And still we're moving up. Gravity's taken a holiday. The worm is on the wall. The worm is working the corner angle. The worm is on the ceiling. I can feel the accumulation of dirty grease beneath my hands as we slide forward, thumpity-thump. The ceiling light sails towards me like a table lamp somebody's left on the floor. We're both yelling our heads off and slobbering all over each other's face. A broom handle sprouts from the ceiling in front of me, like a fast-growing reed and I can hear the upstairs neighbor screaming at us to shut up, give it a rest. But it's too late. The worm is in the driver's seat. I hang a left around the broom handle and keep going, orbiting the dead lighting fixture, picking up speed.

My compadre's decide now's a good time to send a meteor storm of mortar shells to our part of town and everything is explosions and screaming and yelling and thuds and shakes and that's when we do the thing together, the final thing, the top of the roller coaster, the jump off the cliff and it's like having your ears cut off with sharp knives and liking it.

When we're done, when the plane has come to a complete stop and our trays are locked and our seat backs are in their upright position, we look at each other and drop from the ceiling like a cockroach hit by the bug spray. Fortunately for her, I break her fall. Unfortunately for me, I break her fall. We land on the table. The table collapses beneath us and we're on the floor, back where we belong. The bombs have moved on. The upstairs neighbor is dead. Everything is quiet. I gotta take a wicked piss.

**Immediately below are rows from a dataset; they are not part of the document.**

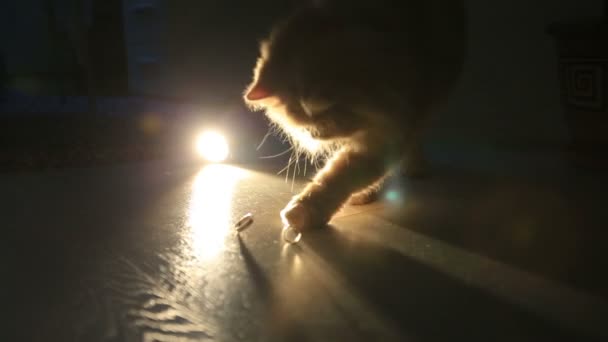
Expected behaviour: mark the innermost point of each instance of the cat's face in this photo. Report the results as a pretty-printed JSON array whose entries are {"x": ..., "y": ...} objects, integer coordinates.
[{"x": 291, "y": 84}]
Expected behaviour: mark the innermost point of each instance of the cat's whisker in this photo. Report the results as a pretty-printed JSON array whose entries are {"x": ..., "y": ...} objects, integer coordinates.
[
  {"x": 264, "y": 139},
  {"x": 287, "y": 174},
  {"x": 278, "y": 154}
]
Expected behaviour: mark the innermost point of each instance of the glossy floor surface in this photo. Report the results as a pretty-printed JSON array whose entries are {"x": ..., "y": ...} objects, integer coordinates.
[{"x": 478, "y": 251}]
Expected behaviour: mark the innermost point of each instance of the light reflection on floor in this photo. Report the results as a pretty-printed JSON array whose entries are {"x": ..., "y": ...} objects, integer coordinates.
[{"x": 210, "y": 209}]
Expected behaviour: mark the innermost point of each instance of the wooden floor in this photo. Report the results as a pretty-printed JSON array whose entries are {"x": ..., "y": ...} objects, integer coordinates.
[{"x": 147, "y": 252}]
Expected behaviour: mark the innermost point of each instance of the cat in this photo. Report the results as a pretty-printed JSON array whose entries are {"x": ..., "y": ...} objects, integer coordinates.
[{"x": 364, "y": 76}]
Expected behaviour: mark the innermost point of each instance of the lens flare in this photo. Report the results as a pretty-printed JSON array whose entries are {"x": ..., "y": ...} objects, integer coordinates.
[{"x": 212, "y": 146}]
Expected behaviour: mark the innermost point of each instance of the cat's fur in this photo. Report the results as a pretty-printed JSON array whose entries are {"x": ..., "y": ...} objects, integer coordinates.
[{"x": 362, "y": 75}]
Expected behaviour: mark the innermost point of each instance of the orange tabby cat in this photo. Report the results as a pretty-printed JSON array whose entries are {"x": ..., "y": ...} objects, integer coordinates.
[{"x": 361, "y": 75}]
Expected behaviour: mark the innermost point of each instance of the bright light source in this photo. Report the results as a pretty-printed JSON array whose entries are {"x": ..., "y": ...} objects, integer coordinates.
[{"x": 212, "y": 146}]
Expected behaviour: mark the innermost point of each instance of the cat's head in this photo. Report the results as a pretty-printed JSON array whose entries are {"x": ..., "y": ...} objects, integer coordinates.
[{"x": 294, "y": 79}]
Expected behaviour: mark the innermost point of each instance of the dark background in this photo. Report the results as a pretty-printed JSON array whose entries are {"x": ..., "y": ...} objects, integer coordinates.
[{"x": 199, "y": 54}]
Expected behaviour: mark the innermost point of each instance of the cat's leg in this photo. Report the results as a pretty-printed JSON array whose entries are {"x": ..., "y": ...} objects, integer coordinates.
[
  {"x": 347, "y": 172},
  {"x": 369, "y": 194}
]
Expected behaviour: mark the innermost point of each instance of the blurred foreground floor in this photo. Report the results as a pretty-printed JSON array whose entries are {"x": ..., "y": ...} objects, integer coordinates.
[{"x": 146, "y": 252}]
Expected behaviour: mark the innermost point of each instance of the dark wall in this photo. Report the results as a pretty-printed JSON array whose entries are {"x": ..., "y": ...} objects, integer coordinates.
[{"x": 509, "y": 92}]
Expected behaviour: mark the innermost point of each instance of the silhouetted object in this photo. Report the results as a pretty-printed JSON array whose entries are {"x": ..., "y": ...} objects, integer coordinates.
[{"x": 582, "y": 48}]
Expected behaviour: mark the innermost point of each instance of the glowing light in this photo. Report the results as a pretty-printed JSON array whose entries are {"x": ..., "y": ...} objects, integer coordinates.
[
  {"x": 212, "y": 146},
  {"x": 210, "y": 211}
]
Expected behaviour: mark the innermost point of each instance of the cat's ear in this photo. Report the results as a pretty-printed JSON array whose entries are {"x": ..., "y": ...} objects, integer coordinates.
[{"x": 257, "y": 93}]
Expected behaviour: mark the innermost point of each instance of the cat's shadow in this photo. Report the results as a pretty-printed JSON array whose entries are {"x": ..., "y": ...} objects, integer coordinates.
[{"x": 422, "y": 302}]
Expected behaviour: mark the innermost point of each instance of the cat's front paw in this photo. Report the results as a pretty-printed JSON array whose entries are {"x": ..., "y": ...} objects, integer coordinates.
[
  {"x": 364, "y": 197},
  {"x": 299, "y": 215}
]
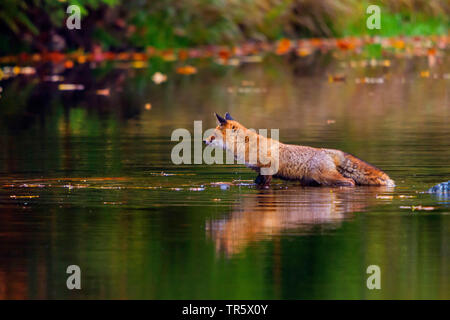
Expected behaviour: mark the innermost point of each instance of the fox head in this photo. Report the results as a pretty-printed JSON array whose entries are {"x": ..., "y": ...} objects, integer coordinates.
[
  {"x": 245, "y": 144},
  {"x": 227, "y": 129}
]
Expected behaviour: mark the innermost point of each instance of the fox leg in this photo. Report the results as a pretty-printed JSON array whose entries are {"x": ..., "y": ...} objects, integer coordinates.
[
  {"x": 263, "y": 180},
  {"x": 334, "y": 178}
]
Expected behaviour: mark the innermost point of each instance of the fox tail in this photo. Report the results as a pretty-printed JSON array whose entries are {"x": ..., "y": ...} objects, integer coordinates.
[{"x": 362, "y": 172}]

I'm stumbling down the hall with the candle she's given me when I come across a flock of family photos, hung on the wall. I stop to pass judgment. There's the kid at two, four and six. That must be the hubby, a silly looking sap if ever I've seen one. I wonder where he is now. Under the ground, or maybe in a trench, facing our boys, about to have his stupid grin split by a bayonet.

The toilet's long since kaput so I piss out the window. It's a long piss, three sighs long, and when I'm done, I tuck busy Jimmy away and face the bathroom mirror. And stop. Something is wrong. Why is he staring at me? Why is the guy from the pictures in the hall staring at me? The sap who should be dead under our guns is staring at me in the mirror, wearing my face. I'm scared. I don't understand. My fear comes up around my ears like a rasty collar, choking off my air. What does this mean?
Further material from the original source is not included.